Sonra, seçim geldi. Seçmeni razı etmek için EYT’ler emekli edildi. Ayrıca seçim masrafları bindi.

Sonra, deprem oldu. Trilyonlarca lira vatandaşa ödendi. Evler yollar yapıldı.

Bunlara karşı tamamen karşılıksız para basıldı.

Tabii ki, arada dost devletlerden borç alındı. Merkez bankası para değişimi yaptı (swap).

Elbette ki, bütün bu tedbirler, karşılıksız para basmayı engelleyemedi.

Hasılı, Merkez bankası para basarsa enflasyon yükselir. Fiyatlar artar. Pahalılık olur.

Türkiye’nin başına gelenler de budur.

               ***

Merkez Bankası para basmazsa, enflasyon düşer.

Ama o zaman da piyasada para daralır. Alışverişler azalır. Esnaf ve vatandaş sıkışır.

Piyasa durur. Seçim öncesi hiçbir iktidar bunu göze alamaz.

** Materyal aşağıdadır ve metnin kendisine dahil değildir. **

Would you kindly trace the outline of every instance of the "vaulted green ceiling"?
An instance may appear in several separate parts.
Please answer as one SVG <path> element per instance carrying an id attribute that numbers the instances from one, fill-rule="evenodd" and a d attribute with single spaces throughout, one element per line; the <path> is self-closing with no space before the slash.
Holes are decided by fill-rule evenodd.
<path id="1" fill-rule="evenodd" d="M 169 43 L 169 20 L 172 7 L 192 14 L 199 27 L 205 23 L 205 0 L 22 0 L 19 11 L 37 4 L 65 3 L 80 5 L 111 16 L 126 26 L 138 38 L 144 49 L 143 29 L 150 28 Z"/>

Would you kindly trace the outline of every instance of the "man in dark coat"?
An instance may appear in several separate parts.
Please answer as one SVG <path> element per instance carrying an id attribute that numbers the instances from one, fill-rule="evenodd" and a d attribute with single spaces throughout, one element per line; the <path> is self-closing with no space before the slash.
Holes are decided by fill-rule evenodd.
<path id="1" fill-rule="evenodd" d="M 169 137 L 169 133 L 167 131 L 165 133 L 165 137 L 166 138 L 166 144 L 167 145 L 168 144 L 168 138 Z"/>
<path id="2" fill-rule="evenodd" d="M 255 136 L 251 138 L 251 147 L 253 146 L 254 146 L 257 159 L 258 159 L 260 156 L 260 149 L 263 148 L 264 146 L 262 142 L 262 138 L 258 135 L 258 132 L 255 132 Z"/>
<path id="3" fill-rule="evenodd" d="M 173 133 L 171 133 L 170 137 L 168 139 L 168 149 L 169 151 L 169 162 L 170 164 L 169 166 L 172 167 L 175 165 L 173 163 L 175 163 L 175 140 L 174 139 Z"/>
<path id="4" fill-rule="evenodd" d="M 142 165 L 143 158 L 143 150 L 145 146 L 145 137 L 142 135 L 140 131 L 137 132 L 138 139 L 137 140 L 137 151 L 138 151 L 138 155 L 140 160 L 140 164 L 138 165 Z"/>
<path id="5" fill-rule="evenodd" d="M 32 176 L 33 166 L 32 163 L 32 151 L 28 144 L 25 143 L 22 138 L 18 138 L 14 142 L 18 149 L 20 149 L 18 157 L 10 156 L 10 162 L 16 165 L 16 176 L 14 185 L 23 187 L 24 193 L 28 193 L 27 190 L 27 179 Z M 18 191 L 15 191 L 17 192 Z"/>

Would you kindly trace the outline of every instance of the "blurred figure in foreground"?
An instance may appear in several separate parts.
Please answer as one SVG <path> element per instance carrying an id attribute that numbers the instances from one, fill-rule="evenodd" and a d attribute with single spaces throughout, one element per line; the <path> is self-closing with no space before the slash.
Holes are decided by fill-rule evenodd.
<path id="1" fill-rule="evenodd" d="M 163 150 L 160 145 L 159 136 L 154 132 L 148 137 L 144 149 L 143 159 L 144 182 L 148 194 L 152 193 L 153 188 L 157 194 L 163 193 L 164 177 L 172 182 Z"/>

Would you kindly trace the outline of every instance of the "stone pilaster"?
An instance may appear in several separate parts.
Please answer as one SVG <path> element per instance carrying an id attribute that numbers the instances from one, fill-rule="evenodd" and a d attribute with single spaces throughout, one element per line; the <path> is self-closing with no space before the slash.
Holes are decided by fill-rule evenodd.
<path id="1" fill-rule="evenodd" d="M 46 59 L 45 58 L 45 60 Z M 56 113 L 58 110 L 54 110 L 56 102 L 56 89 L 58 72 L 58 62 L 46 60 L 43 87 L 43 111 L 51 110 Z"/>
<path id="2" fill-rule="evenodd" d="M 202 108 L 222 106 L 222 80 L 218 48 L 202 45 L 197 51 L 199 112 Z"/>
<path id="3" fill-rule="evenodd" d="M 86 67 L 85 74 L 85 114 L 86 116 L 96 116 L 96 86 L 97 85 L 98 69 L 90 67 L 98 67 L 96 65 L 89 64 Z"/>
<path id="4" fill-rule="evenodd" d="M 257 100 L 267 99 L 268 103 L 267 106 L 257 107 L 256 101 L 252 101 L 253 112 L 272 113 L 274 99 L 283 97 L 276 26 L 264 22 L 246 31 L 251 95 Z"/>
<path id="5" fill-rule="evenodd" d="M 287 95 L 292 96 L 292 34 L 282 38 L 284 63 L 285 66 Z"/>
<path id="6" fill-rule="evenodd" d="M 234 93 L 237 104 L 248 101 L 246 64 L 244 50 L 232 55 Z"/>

Nitekim bizde olanlar da bunlardır.

Emekliye, 8 bin tl para verilse idi, AK parti seçimi kaybetmezdi.

Ama bu da devlete ayda 100 milyar lira yük getirecekti. Yılda trilyonlarca lira eder.

Maliye bakanı buna engel oldu. Sayın Cumhurbaşkanı da riske razı oldu.

 Ak parti kaybetti. Ama devlet kazandı.

Bu bakımdan demokrasi çok zararlı bir rejimdir.

Her ortamda mantıksız şekilde devlet tasarruflarına mani oluyor.

Dosdoğru bir hizmet yapılamıyor. Seçim masrafı, gereksiz harcamalar, 40 yaşında emeklilikler…

Bunu devlet millet çekiyor. Çalışmayana yattığı yerde aylık ödeniyor.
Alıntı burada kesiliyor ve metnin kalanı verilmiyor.